Binary punch file format will be phased out beginning with GEOS-Chem v11-01. Default reading and writing NetCDF restart files for all simulations except mercury will be introduced in v11-01f, as described in the next section. Temporarily, users may choose to use a binary punch input restart file by specifying BPCH_RST_IN=y at compile time. Similarly, users may opt to output restart files in binary punch format by specifying compile option BPCH_RST_OUT=y. Diagnostic output will remain in binary punch format in v11-01f, automatically setting BPCH_DIAG=y at compile time.

NetCDF File Format

The HEMCO emissions component contains utility functions and linked-list objects to save diagnostic output (time-averaged or instantaneous) as well as end-of-run restart information to netCDF files. In v10-01, this feature is used only for emissions-related data. The GEOS-Chem Support Team is currently leveraging HEMCO’s I/O capabilities to replace all binary punch input/output with netCDF within GEOS-Chem v11-01. This work has started in v11-01f and will continue into future internal versions.

Migrating to netCDF format will bring the following benefits:

  1. Using HEMCO’s diagnostic archival functions will ensure that all quantities will be archived consistently throughout GEOS-Chem.
  2. Use of netCDF output will facilitate further GEOS-Chem High Performance development since binary files cannot be written efficiently in high-performance computing (HPC) environments.
  3. GEOS-Chem users will have more options for visualizing GEOS-Chem output since many free and open-source software packages (e.g. Python tools) are compatible with netCDF format.

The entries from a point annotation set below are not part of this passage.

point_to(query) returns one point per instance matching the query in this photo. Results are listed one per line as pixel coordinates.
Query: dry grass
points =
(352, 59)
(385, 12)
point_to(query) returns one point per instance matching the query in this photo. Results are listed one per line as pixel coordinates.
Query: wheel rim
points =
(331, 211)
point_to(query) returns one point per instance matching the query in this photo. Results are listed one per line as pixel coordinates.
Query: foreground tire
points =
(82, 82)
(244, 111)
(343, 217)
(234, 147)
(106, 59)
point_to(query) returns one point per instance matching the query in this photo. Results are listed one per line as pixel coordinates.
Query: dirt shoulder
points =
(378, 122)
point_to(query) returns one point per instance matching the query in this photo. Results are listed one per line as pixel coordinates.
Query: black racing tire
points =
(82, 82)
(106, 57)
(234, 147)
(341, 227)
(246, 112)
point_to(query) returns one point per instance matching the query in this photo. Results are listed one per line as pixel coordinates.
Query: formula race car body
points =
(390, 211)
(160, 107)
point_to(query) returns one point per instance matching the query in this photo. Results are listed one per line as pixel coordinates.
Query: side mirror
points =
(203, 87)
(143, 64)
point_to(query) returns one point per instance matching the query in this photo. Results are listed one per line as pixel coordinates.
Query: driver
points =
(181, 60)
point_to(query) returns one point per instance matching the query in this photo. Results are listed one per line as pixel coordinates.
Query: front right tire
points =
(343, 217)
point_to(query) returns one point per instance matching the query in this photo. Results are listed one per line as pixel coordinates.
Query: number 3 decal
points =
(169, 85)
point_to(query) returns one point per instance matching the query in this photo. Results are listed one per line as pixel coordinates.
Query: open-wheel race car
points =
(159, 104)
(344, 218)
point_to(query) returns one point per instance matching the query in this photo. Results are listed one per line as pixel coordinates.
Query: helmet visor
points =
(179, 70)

This work will be done in four phases:

Phase Description Version Status
Phase 1
  • Change default input and output GEOS-Chem tracer restart files from binary punch to netCDF format for all simulations except mercury.
  • If performing a full chemistry simulation, include species concentrations in the output netCDF restart file in units of [mol/mol] along with advected tracer concentrations.
  • Include option to enable input and output binary punch restart files with BPCH_RST_IN=y and BPCH_RST_OUT=y.
v11-01f 1-month benchmark:
Approved 29 Mar 2016

1-year benchmark:
Approved 16 Apr 2016

Phase 2
  • Change default input and output GEOS-Chem tracer restart files from binary punch to netCDF format for the mercury simulation.
  • Ocean mercury restart data will be included in the output netCDF restart file along with advected tracer concentrations.
  • Remove option to enable input and output binary punch restart files with BPCH_RST_IN=y and BPCH_RST_OUT=y.
v11-01g 1-month benchmark:
Approved 14 Sep 2016

1-year benchmark:
Approved 28 Sep 2016

Phase 3a
  • Change default GEOS-Chem diagnostic output file from binary punch to netCDF format.
  • Include option to enable output binary punch diagnostic files with BPCH_DIAG=y.
TBD In Development
Phase 3b
  • Move PSC_RESTART variable from HEMCO restart file to GEOS-Chem restart file.
  • Apply restart file updates to eliminate differences between single and multi-segmented GEOS-Chem runs:
    • Archive fields DRY_TOTN, WET_TOTN, H2O2s, SO2s, and HSAVE_FOR_KPP as restart file variables.
    • Additional code updates as needed.
TBD In the pipeline
Phase 3c
  • Change default input and output GTMM restart files from binary punch to netCDF format for the mercury simulation.
TBD In the pipeline
Phase 3d
  • Change default input and output BC files from binary punch to netCDF format for the nested grid simulations.
TBD In the pipeline
Phase 4
  • Remove all binary punch format input/output capabilities from GEOS-Chem.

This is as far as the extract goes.